En Espagne la Liga et en France la Ligue 1 semblent faire preuve d’une discrimination positive de la part des supporters envers les joueurs noirs et les Africains subsahariens. En revanche, la Serie A en Italie montre des signes de discrimination à l’encontre des joueurs africains subsahariens. Quant à la Bundesliga en Allemagne et la Premier League en Angleterre, elles ne présentent pas de preuves significatives de discrimination. La France détient le pourcentage le plus élevé de joueurs noirs et d’Afrique subsaharienne parmi les cinq grandes ligues européennes, ainsi que le pourcentage le plus élevé de personnes noires au sein de sa population en Europe. Par conséquent, la France bénéficie d’une base de fans noirs conséquente parmi ses spectateurs et spectatrices de stade, et l’impact positif des joueurs noirs et d’Afrique subsaharienne sur l’utilisation de la capacité n’est donc pas surprenante.
Le cas particulier de l’Italie
Des travaux menés auprès des principales ligues nord-américaines suggèrent que les athlètes afro-américains sont favorisés dans les régions et les villes avec une grande part d’Afro-Américains dans la population, tandis que les équipes avec des athlètes «caucasiens» sont préférées dans des régions à prédominance caucasienne. Les managers d’équipes de la Major League nord-américaine tiennent généralement compte de ces préférences dans les stratégies de sélection de leurs joueurs.
Par contre, dans le cas la Série A italienne, notre étude montre que les supporters semblent discriminer les joueurs noirs et d’Afrique subsaharienne, mais pas les joueurs étrangers en général. Ces résultats semblent refléter les difficultés persistantes de la société italienne à embrasser le multiculturalisme et la diversité raciale, avec des problèmes tels que l’exploitation des travailleurs migrants et la discrimination contre les minorités ethniques largement rapportées dans les médias.

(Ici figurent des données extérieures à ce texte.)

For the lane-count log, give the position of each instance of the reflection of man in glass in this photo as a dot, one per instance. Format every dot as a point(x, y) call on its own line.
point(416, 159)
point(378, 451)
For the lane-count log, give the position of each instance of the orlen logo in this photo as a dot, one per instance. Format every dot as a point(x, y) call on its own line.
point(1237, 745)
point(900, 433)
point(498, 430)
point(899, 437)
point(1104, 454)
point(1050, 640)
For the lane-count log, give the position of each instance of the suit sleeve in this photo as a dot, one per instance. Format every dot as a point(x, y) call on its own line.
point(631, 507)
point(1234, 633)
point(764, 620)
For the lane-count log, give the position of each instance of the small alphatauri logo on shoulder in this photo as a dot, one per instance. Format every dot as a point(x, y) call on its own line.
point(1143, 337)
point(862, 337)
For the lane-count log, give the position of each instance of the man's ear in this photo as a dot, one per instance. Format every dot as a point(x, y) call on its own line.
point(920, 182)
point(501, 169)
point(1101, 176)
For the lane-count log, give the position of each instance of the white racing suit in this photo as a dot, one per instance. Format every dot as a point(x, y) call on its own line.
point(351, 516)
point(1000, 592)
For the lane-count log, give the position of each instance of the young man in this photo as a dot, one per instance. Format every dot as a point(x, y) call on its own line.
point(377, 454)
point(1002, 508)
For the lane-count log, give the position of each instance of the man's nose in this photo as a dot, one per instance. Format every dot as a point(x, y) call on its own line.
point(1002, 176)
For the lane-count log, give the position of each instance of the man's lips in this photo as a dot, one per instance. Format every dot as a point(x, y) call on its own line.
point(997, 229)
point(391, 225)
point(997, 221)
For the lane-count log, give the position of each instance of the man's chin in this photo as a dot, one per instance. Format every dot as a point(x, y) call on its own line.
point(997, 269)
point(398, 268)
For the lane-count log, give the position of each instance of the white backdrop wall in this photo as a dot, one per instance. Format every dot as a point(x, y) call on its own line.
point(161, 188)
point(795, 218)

Le rôle de la politique et des médias
Giorgia Meloni, leader du parti politique d’extrême droite Frères d’Italie, est devenue première ministre italienne en septembre 2022, témoignant d’une montée croissante de l’extrême droite en Italie. Elle préconise des mesures strictes pour maîtriser la migration africaine, soutenant que celle-ci est source d’insécurité, de criminalité et de déclin social. Les préjugés de certains supporters italiens envers les joueurs noirs peuvent être exacerbés par une représentation négative des immigrant·es et des minorités dans la politique et les médias, contribuant à la perpétuation de stéréotypes et à l’attisement de la méfiance et de l’hostilité envers ces groupes. Ainsi, l’impact statistiquement significatif des joueurs noirs et d’Afrique subsaharienne sur la demande doit être compris dans le contexte socioculturel italien.
■ * Markus Lang est professeur à l’Institut des Sciences du sport de l’UNIL, Tommy Quansah est assistant diplômé.